I aimed to reproduce the original R1 paper using only an 8x H100 server. However, during development, I encountered some limitations with open-r1 (though these may have been resolved now):
- Token Generation Limit: Open-r1 could not generate more than 256 completion tokens, even with a 7B model. Since long-CoT (Chain-of-Thought) reasoning is a key novelty of R1, long-form generation is essential.
- DeepSpeed ZeRO-3 Incompatibility: Open-r1 did not work with DeepSpeed ZeRO-3, likely due to issues within
trl
. - Separated Generation & Reference Models: Unlike open-r1, Minimal-R1 runs generation and reference models on separate GPUs, improving efficiency and scalability.
GPU | Function |
---|---|
gpu0-1 | Generation |
gpu2 | Reference |
gpu3–7 | Policy |
By separating generation and reference models, Minimal-R1 ensures more efficient memory usage and parallel processing, optimizing the training workflow.

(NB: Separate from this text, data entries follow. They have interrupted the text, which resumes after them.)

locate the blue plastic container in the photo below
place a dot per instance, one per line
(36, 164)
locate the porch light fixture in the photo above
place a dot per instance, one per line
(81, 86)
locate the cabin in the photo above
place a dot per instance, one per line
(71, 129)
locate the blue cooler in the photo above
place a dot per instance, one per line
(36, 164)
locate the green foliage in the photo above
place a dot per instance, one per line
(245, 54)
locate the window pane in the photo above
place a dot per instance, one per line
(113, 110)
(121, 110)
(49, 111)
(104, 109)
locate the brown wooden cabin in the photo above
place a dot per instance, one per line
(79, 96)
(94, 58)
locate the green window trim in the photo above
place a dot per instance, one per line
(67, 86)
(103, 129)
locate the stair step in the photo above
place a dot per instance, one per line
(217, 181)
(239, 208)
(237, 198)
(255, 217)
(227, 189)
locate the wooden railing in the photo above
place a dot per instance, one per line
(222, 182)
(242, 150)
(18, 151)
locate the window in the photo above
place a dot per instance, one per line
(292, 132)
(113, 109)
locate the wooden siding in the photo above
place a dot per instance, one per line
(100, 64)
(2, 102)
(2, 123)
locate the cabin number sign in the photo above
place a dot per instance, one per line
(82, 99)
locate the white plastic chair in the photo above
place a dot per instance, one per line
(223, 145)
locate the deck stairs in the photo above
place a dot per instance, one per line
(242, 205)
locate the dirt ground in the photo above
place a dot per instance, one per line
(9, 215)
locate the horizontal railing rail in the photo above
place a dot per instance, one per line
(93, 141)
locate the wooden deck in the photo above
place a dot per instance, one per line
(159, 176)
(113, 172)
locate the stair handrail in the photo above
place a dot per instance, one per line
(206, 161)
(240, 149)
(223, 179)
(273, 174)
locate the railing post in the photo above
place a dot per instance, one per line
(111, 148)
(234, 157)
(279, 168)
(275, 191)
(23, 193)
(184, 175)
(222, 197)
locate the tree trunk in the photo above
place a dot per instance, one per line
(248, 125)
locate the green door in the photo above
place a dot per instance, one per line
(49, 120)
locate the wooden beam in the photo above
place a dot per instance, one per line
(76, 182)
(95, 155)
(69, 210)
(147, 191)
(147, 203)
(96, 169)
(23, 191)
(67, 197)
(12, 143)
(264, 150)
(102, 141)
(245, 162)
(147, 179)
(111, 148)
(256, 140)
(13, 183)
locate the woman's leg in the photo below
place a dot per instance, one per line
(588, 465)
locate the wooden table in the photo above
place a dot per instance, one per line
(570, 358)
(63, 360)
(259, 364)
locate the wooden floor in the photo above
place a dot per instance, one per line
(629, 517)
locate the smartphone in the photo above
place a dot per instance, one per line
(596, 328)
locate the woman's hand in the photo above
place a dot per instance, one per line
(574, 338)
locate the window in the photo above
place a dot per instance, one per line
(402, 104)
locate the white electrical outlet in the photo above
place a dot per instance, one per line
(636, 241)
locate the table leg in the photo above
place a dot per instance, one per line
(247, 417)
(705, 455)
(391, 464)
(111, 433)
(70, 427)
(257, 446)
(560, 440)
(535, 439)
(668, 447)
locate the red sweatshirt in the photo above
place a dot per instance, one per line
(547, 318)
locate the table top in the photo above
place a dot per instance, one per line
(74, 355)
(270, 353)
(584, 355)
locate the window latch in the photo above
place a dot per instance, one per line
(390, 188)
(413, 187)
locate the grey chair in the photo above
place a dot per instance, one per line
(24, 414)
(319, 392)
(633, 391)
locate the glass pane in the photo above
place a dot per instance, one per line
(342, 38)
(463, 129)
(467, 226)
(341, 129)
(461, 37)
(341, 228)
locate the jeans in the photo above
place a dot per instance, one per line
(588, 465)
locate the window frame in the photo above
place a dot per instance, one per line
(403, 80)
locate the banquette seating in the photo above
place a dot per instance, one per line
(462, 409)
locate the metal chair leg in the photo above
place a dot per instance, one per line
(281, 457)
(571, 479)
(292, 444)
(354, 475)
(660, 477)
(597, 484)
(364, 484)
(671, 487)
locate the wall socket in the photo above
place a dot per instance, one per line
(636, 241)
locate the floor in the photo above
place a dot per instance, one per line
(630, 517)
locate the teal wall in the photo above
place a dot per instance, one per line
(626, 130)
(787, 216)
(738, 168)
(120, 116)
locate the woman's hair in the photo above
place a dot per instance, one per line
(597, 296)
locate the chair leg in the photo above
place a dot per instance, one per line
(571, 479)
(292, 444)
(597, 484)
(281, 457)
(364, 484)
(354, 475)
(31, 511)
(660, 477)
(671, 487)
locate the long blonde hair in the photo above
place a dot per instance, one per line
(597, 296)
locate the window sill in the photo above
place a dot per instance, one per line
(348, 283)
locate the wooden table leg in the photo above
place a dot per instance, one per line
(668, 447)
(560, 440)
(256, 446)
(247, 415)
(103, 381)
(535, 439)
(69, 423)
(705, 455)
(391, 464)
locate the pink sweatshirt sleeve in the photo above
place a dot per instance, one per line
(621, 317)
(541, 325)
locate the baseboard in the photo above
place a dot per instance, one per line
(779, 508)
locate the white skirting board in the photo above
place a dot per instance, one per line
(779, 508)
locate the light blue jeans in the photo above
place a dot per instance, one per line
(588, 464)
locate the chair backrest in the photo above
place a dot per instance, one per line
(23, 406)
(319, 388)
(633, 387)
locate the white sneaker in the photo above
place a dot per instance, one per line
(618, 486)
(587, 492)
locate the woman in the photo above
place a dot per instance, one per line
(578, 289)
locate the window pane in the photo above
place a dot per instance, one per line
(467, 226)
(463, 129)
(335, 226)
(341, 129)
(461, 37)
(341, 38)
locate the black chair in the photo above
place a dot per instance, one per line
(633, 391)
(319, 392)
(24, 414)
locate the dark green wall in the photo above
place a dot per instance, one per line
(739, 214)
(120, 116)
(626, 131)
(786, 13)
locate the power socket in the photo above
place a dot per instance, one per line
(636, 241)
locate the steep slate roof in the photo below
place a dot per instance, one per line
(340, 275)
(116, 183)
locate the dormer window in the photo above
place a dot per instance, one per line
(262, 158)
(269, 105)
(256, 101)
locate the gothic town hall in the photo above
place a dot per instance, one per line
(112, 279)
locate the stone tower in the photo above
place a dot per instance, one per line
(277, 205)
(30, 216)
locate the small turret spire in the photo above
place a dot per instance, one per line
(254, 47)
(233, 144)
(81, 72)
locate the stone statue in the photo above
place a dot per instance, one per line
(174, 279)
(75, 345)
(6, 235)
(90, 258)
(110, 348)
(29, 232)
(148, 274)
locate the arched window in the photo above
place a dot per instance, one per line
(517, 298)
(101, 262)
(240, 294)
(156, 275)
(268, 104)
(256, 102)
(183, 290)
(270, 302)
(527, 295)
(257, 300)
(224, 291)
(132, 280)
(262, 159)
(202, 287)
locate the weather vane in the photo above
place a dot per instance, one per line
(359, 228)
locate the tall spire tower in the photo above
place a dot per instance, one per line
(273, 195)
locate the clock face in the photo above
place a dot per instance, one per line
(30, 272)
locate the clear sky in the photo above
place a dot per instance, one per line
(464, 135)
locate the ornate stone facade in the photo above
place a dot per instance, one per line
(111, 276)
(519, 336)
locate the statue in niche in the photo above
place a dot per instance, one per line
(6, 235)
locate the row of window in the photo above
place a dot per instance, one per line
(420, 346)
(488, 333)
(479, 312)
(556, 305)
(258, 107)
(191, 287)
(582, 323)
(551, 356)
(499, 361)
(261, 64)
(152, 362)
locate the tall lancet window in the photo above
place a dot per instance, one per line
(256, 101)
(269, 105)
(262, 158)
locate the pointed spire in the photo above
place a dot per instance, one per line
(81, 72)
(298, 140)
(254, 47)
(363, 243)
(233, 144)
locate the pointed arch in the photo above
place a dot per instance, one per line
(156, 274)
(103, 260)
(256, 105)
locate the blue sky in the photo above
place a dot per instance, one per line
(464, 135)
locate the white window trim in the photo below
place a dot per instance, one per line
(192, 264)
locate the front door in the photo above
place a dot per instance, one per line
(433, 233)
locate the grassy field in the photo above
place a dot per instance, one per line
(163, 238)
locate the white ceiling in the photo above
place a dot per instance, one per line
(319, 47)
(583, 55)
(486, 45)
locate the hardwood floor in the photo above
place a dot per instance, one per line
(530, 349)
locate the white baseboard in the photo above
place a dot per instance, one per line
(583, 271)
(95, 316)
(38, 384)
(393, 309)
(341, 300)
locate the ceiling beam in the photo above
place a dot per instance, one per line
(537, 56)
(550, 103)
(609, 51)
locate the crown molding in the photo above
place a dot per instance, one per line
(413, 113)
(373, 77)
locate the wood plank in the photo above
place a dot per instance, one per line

Model/Steps | AIME24 | MATH500 | GPQA |
---|---|---|---|
Qwen/Qwen2.5-Math-7B (0step) | 16.67 | 48.40 | 28.79 |
500step | 20.00 | 72.60 | 26.26 |
1000step | 16.67 | 74.40 | 31.82 |
Qwen2.5-7B-MATH-ZeroRL-1700step(MATH-8K) | 20.00 | 75.40 | 32.83 |
Training log :
Evaluation log :
- Install requirements
pip install -r requirements.txt
- Launch the vLLM server and reference model server:
CUDA_VISIBLE_DEVICES=0,1 nohup python3 minimal_r1/launch_vllm.py --model_name Qwen/Qwen2.5-Math-7B > vllm.log 2>&1 &
CUDA_VISIBLE_DEVICES=2 nohup python3 minimal_r1/launch_ref_model.py --model_name Qwen/Qwen2.5-Math-7B > ref_model.log 2>&1 &
- Then, start the training script:
CUDA_VISIBLE_DEVICES=3,4,5,6,7 nohup accelerate launch --config_file ./configs/zero3.yaml minimal_r1/train_grpo.py --model_name Qwen/Qwen2.5-Math-7B --num_gen 8 --max_tokens 2048 --save_step 250 --dataset_name Seungyoun/math_500_level3 > train.log 2>&1 &
This setup enables efficient training while addressing the original open-r1 limitations. 🚀
Below is a pie chart visualizing the overall time distribution across all steps during the training process:
As seen in the chart, the generation step dominates the overall runtime, accounting for 71.0% of the time. Given this, allocating more GPUs to the generation process could potentially improve efficiency and reduce the bottleneck. This adjustment may lead to faster training and better resource utilization, especially when handling long-form generation tasks.